College: The Worst Part of Senior Year

Hannah Belmont, Staff Writer

Freshman year the idea of college didn’t phase me. It was far away and something that I felt would take years for me to get to.

Sophomore year I started to tour a few colleges. Nothing stressful. I was deep into the years of high school and wasn’t too worried about it yet.

Junior year approached and the ACT’s, college tours, and thoughts of what I might want to study flooded my life. They are distinct rough drafts, well, besides the ACT with its permanent scores, yet nothing is set in stone, and I don’t feel the pressure to decide who I am going to be. I felt safe, comfortable, and consumed in the years of high school.
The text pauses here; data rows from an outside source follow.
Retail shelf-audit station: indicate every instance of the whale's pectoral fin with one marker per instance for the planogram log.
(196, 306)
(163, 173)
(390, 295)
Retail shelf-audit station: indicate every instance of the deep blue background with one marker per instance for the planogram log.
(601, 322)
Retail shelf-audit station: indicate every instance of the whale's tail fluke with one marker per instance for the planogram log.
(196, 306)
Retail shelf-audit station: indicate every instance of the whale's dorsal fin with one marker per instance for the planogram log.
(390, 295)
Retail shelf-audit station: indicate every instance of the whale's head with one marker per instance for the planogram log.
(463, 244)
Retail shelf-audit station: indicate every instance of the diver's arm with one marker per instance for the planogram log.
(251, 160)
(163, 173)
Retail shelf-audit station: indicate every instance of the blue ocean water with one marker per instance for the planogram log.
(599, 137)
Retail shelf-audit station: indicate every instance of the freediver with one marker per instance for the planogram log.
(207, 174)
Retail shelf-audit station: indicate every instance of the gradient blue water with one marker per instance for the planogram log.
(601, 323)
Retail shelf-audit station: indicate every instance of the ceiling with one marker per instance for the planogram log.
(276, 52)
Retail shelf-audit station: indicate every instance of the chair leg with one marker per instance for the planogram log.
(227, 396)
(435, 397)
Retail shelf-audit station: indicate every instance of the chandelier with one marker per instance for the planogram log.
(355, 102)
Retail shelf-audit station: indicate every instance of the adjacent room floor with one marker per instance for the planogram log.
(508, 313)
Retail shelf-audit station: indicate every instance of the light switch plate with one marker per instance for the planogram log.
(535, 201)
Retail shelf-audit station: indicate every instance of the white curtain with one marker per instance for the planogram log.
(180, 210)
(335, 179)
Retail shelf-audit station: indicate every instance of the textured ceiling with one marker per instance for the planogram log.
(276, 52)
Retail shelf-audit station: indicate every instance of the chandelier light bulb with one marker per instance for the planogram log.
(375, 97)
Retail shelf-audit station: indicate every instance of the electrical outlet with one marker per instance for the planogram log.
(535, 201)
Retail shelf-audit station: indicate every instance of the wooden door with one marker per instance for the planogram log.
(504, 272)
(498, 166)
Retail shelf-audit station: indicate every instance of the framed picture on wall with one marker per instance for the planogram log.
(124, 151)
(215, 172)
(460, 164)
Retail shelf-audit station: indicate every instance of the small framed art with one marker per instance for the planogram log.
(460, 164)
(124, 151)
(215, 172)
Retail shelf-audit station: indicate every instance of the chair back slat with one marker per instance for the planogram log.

I wanted to stay like this forever.

Senior year. It rolled around quicker than I expected and now I can already tell it’s going to fly by. It’s becoming real. Everything matters. I have to start making decisions.

I don’t want to grow up.

It always puzzled me how we live our whole high school lives and don’t realize that every moment counts. Our grades, test scores, the impact we leave on teachers, and even our behavior all determine who we are as students and, more importantly, as people. As I apply to college the impact of my high school career weighs on my shoulders.

Someone once told me that your grades are always going to matter from the moment you step into high school. They were right. I look back and don’t regret my classes, but I do sometimes look back and regret not studying for that test just a little more or just doing one more extra credit problem. But in tens years will I really look back and question my decisions? Probably not.

The summer between junior and senior year I started the process of my applications. I came across consistent questions about “How would I be a great fit for the school?” or “How I would add diversity to the school?” I’m a white kid from a suburban Colorado town. Not much diversity here. These questions seemed to stump me and I was confused why. It shouldn’t be so hard for me to find what makes me special.

On top of it all, the pressure of deadlines has hit me like a wall. Juggling school, extracurriculars, and college applications have probably made for the busiest time of my life. But the hardest part of it all was testing. The ACT and SAT consumed my life junior year. I took the ACT three times and significantly improved my score, but I have never learned more about me as a student and as a person as I did in this time. I struggled to raise my score which made me stressed about my college options. It makes me upset to think that many schools compare students based on their test scores because, for me, that was not an actual representation of who I am as a student.

Students are worth so much more than their test scores, and to me that is the part that confuses me the most about college. We are trying to find colleges that best suit our personality but we are treated as numbers and scores rather than people. The people of today should be the leaders of tomorrow.

The process is long, stressful, and feels life changing. In these few months I want to enjoy the process and not lose sight of who I am as a student and a person. I know I am  more than a number on a test. I believe people end up where they are meant to be.

As cheesy as it sounds, everything happens for a reason. Life works out. I’m just not sure I am ready to grow up and become an adult.